Larian’s Swen Vincke on Feedback Late in Development

Larian CEO Swen Vincke has penned a new post for his blog, this time focusing on how to handle feedback this late in development, with a concrete example from Divinity: Dragon Commander. Changing things based on it might cause a whole host of new issues to solve, but not addressing it means that those problems will pop up in reviews and annoy players around:

To make it concrete, the issue at hand has to do with the difficulty, pacing and tempo of the RTS part of Dragon Commander. Several journalists think it’s too fast and too hard. That would be a simple enough thing to solve if it weren’t for that other group who thinks it’s too easy. Go figure 😉

Unfortunately it’s not something we can easily fix by introducing a gamespeed slider or balancing multiplier, so we’re either going have to make a real choice for who our primary audience is or introduce completely different sets of balancing data from which players can choose.

That obviously will impact development, because suddenly we’ll have doubled our balancing work, so it’s not a trivial thing because it means not only extra design work, but also a shitload of extra QA work.

For the purpose of my blog and my arguments pro self-publishing, whatever our choice in this is doesn’t really matter.
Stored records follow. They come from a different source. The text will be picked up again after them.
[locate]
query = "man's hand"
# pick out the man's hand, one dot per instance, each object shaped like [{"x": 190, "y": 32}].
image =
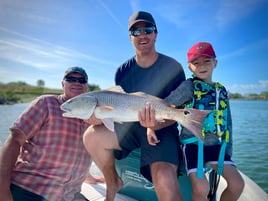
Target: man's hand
[{"x": 151, "y": 137}]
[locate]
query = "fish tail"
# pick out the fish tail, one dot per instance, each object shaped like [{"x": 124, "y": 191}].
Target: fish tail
[{"x": 193, "y": 121}]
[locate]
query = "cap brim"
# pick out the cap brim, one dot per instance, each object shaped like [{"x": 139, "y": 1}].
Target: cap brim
[
  {"x": 201, "y": 55},
  {"x": 141, "y": 20}
]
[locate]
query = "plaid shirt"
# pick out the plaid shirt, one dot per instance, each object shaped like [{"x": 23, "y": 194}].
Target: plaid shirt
[{"x": 58, "y": 162}]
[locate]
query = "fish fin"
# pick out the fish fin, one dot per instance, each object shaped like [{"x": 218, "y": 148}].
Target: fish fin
[
  {"x": 151, "y": 97},
  {"x": 109, "y": 123},
  {"x": 116, "y": 88},
  {"x": 106, "y": 108},
  {"x": 193, "y": 121}
]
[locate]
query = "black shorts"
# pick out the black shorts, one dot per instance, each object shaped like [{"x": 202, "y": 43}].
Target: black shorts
[
  {"x": 211, "y": 156},
  {"x": 168, "y": 150}
]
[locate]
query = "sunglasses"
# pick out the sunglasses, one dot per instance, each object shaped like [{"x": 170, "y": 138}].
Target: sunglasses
[
  {"x": 81, "y": 80},
  {"x": 137, "y": 31}
]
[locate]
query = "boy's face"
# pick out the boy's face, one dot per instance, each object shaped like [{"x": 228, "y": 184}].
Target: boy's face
[{"x": 202, "y": 68}]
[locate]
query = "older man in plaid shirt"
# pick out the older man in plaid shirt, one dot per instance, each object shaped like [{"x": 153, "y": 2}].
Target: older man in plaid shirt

The cool thing is that we actually can choose and that we know things like this prior to release, so we have a chance to do something about it. If we didn’t self-publish and wouldn’t have been that closely in touch with the journalists, we would never even have had this opportunity.

For the purpose of the success of my game, it of course matters a lot.

Personally, I’m no big fan of things like difficulty and gamespeed sliders and I certainly don’t want to have to put a slider on easy when playing myself. If I have to do that, I consider it bad balancing on part of the developer. It’s up to the developer to ensure that my play experience is a perfect fit. But of course I also want it to be challenging, and I want the game to be challenging without me having to put the slider on nightmare levels. If I can read a book while playing, you’ll hear me screaming about the game being dumbed down and I’ll probably stop playing it. (Yes, there’s not that many games being released nowadays that I’m happy about and it’s not because I’m a game developer that I don’t have the same god-given right like other gamers to expect a game to be made for me only )

I’m pragmatic enough to realise that we’ll never be able to please everybody, so in all cases a certain amount of customisation needs to be present on the gameplay front. But that doesn’t remove our development responsibility of trying to come up with balancing values that feel (just right) to the majority of players who bought Dragon Commander, and in this particular case, it looks like that will not be an easy task. We might even have to revert of the horror of asking you what type of player you are when the game commences. Hmmm. TBD, that’s for sure.